Kobayashi grew up in Fukui on the coast of the Sea of Japan, where he enjoyed collecting fossils of ammonites, an extinct type of mollusk, almost every day.
Since few dinosaur fossils had been discovered in Japan at the time, Kobayashi never dreamed that the day would come when he would be able to excavate some with his own hands.
Aspiring to be a dinosaur expert, he entered Yokohama National University in Kanagawa but left before the end of his freshman year and moved to the United States to pursue his dream.
“Although I spoke little English, I had much greater expectations for doing research in the United States,” he said.
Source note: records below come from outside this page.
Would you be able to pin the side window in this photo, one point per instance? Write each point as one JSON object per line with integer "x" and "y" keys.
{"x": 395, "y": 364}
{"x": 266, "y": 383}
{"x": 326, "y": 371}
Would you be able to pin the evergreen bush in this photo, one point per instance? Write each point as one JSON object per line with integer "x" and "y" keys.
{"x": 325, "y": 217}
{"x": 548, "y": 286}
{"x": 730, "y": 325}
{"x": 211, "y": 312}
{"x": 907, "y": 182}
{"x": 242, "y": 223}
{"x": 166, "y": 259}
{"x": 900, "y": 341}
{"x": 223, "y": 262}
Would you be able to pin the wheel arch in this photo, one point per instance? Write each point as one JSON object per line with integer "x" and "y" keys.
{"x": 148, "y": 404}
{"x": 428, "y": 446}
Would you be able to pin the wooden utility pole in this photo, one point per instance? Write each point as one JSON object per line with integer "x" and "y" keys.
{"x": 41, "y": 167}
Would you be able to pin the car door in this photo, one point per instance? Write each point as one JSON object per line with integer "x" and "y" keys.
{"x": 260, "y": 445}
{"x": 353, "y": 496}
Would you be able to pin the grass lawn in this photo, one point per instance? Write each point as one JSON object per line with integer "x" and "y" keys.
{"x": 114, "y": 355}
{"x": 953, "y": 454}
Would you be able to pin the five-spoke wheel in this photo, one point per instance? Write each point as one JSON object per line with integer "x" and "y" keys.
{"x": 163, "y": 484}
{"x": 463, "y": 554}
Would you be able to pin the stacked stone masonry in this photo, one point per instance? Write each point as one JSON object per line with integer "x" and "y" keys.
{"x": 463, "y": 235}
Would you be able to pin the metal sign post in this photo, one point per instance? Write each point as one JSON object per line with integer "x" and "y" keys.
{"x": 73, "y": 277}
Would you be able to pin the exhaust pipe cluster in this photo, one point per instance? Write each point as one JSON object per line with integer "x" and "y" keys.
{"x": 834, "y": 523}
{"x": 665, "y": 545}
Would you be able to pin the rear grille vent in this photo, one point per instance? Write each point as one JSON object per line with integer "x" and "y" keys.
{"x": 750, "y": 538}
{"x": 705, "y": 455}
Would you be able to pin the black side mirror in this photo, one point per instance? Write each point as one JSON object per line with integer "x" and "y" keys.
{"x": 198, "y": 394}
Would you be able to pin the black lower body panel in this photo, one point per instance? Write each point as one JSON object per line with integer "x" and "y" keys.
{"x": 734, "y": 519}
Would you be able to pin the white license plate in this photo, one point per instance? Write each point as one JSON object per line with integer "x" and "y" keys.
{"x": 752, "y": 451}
At Southern Methodist University in Texas, Kobayashi obtained a doctorate in research on fossilized dinosaur bones — the first Japanese to do so. In 2000, he returned to Japan to help prepare for the opening of the Fukui Prefectural Dinosaur Museum.
Five years later, however, he transferred to Hokkaido University. While Fukui had become by that time one of the best sites in the country for dinosaur fossil discoveries, he saw great potential in Hokkaido, where layers from the Cretaceous period are exposed on the surface at many locations.
Kobayashi travels to various excavation sites around the world such as Alaska and Mongolia, climbing cliffs and going deep into bear-infested mountains.
“I’m quite a ‘hard’ explorer,” he said. “I’m a bit perverse so I like digging in areas where no one would ever search.”
Among his latest achievements are the fossils of a 30-meter-long sauropod in Mongolia last year.
Kobayashi said the ecology of dinosaurs remains largely unknown, but that trying to solve the mystery with limited pieces of information intrigues him.
“I wish I could go back to the dinosaur era in a time machine to confirm whether I have the right theory,” Kobayashi said.